ESG for Me
Steve Mitnick is the Executive Editor of Public Utilities Fortnightly. He has authored four books on the economics, history, and people of the utilities industries. While in the consulting practice leadership of McKinsey & Co. and Marsh & McLennan, he advised utility leaders. He led a transmission development company and was a New York Governor’s chief energy advisor. Mitnick was an expert witness appearing before utility regulatory commissions of six states, D.C., FERC, and in Canada, and taught microeconomics, macroeconomics, and statistics at Georgetown University.
ESG has been all over the news lately. That energy companies are responding to the demands of the financial community to demonstrate excellence in environmental, social and governance performance has become a point of contention with some politicians and media.
These critics decry energy companies bending to the will of the financial community with respect to environmental performance particularly. Why should energy companies, they charge, be coerced to follow the climate change strategies that "liberal" politicians and media promote? Isn't it enough, for investors, that energy companies maximize profits and thereby returns for those owning shares in their companies?

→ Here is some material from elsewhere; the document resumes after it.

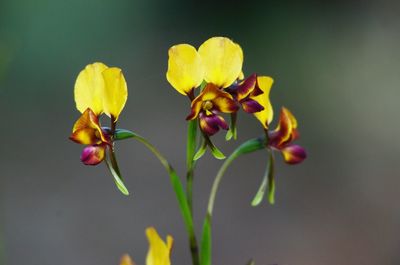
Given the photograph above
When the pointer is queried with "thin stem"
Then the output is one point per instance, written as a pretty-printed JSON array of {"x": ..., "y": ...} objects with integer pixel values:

This criticism, for me, fails to recognize both contemporary and historical realities of the energy and utilities industries. Utilities for instance are not only listening intently to and acting intently upon what Wall Street is seeking to put in their portfolios.
Utilities are listening and acting in accordance with other constituencies as well, beyond investment giants like Blackstone. Many large electricity consumers like Amazon are examining the environmental performance of utilities when deciding where to locate their next major facility. That matters a lot to utilities' state and local government leaders who want to boost economic development.
For that matter, many small and medium electricity consumers are expecting their utility to pursue and accomplish these very same goals. So, when a utility really works at rating well with respect to ESG metrics, it's doing so to satisfy investors, customers, and government. Which is pretty reasonable, don't you think?
The ESG controversy also neglects historical realities. Energy companies and utilities especially have been continually subjected to political pressures since their industries' inception in the late nineteenth century. For example, utilities were compelled to invest in nuclear power in the sixties, and then in coal-fired power in the seventies, all in the name of energy independence.
The U.S. Securities and Exchange Commission recently initiated a rulemaking that might result in considerably increased disclosure of ESG performance by companies of all kinds, including utilities. At the extreme, utilities would need to do much more disclosure. Though they do a whole lot already, voluntarily.
No matter how much disclosure is required, utilities have some good ESG performance to put out there. In the environmental dimension and the social and governance dimensions too.
Good ESG performance might not please everybody. Particularly in the political realm. That's understood. Utilities rarely do or can, while serving the public interest.